LiveU TVNZ 11June2019The NZ broadcaster has been using LiveU technology since 2015 with multiple units deployed around the country as well as in New York, London and Sydney. The units have been used for all major news and sports events, including royal and state visits, covering political campaigns and elections, as well as the 2018 Commonwealth Games in Sydney, Rio Summer Games in 2016, and the yellow vest protests in France.

The upgraded technology will see use for domestic and international live news and sports coverage on TV and across TVNZ’s online platforms. It comes in time for this September’s Rugby World Cup in Japan where multiple LiveU units will see use covering action around the games and even serve as disaster recovery backups for the fibre transmission of the games themselves. The deployment will be overseen by Pacific Live Media, LiveU’s long-term partner in the region, which will provide ongoing service and support.
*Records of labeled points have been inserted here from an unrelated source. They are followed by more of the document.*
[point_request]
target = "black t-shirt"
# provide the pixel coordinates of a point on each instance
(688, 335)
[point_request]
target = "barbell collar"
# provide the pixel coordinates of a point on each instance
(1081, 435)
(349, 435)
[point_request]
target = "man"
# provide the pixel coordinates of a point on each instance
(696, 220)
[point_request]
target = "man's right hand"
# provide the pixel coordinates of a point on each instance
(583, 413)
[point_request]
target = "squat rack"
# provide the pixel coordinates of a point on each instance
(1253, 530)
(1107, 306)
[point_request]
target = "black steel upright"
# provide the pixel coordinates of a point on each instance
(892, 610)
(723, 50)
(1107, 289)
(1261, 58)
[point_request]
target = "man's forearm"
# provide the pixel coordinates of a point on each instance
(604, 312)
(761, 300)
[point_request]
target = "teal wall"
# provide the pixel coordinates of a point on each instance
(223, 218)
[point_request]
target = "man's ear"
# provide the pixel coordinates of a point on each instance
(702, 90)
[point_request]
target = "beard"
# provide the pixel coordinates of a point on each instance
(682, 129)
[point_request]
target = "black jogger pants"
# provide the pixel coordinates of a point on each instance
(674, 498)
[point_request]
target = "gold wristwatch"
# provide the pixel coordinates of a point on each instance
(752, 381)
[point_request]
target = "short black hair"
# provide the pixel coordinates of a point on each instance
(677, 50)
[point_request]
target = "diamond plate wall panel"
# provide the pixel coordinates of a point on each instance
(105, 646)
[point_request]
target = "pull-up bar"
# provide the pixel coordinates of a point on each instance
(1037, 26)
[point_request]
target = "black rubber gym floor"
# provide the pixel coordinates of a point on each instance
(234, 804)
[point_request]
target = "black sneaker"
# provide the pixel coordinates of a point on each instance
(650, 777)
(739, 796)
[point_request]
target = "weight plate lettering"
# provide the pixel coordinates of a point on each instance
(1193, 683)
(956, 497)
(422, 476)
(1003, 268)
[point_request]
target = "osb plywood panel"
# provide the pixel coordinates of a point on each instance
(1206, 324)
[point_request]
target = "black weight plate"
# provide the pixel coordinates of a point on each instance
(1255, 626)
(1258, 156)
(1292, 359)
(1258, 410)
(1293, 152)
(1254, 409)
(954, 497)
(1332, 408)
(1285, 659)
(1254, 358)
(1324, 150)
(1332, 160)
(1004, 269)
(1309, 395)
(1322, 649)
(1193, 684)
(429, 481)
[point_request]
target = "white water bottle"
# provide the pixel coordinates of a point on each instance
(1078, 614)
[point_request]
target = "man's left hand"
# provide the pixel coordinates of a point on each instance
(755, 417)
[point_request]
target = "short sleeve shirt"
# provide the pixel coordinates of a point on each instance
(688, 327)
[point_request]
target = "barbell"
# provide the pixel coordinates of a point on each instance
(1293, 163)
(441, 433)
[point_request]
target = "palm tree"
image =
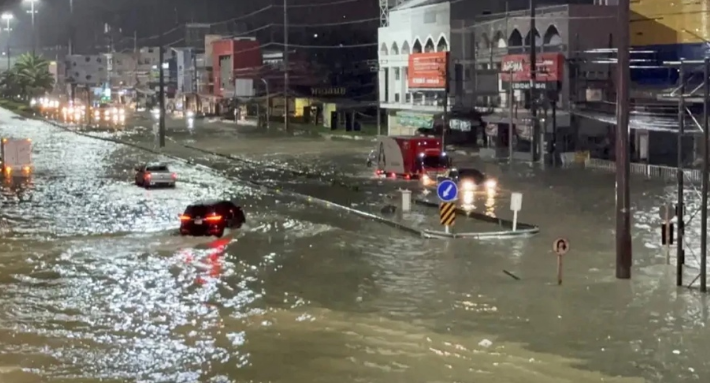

TVNZ said that deploying LiveU has completely changed its business, enabling it to cover stories with no need for SNG trucks. “We had been interested in the technology for some time, but it really came to a head before the 2015 Rugby World Cup in England,” explained Andrew Fernie, general manager of operations, news and current affairs for TVNZ.

“After testing the equipment, we were impressed by LiveU’s LU200 small-form factor, ease of use and video quality and started spreading the units across the country. The catalyst for the major growth in pushing these units out were the changes we made to the newsgathering and news operations teams across the entire country. In 2017, we introduced a centralised editing model, taking all the contribution servers and combining them into a main content and production server in our main newsroom in Auckland. This meant that all the content could be streamed or sent via store and forward into the main server; we could then get all the content out to our linear and digital channels almost immediately.”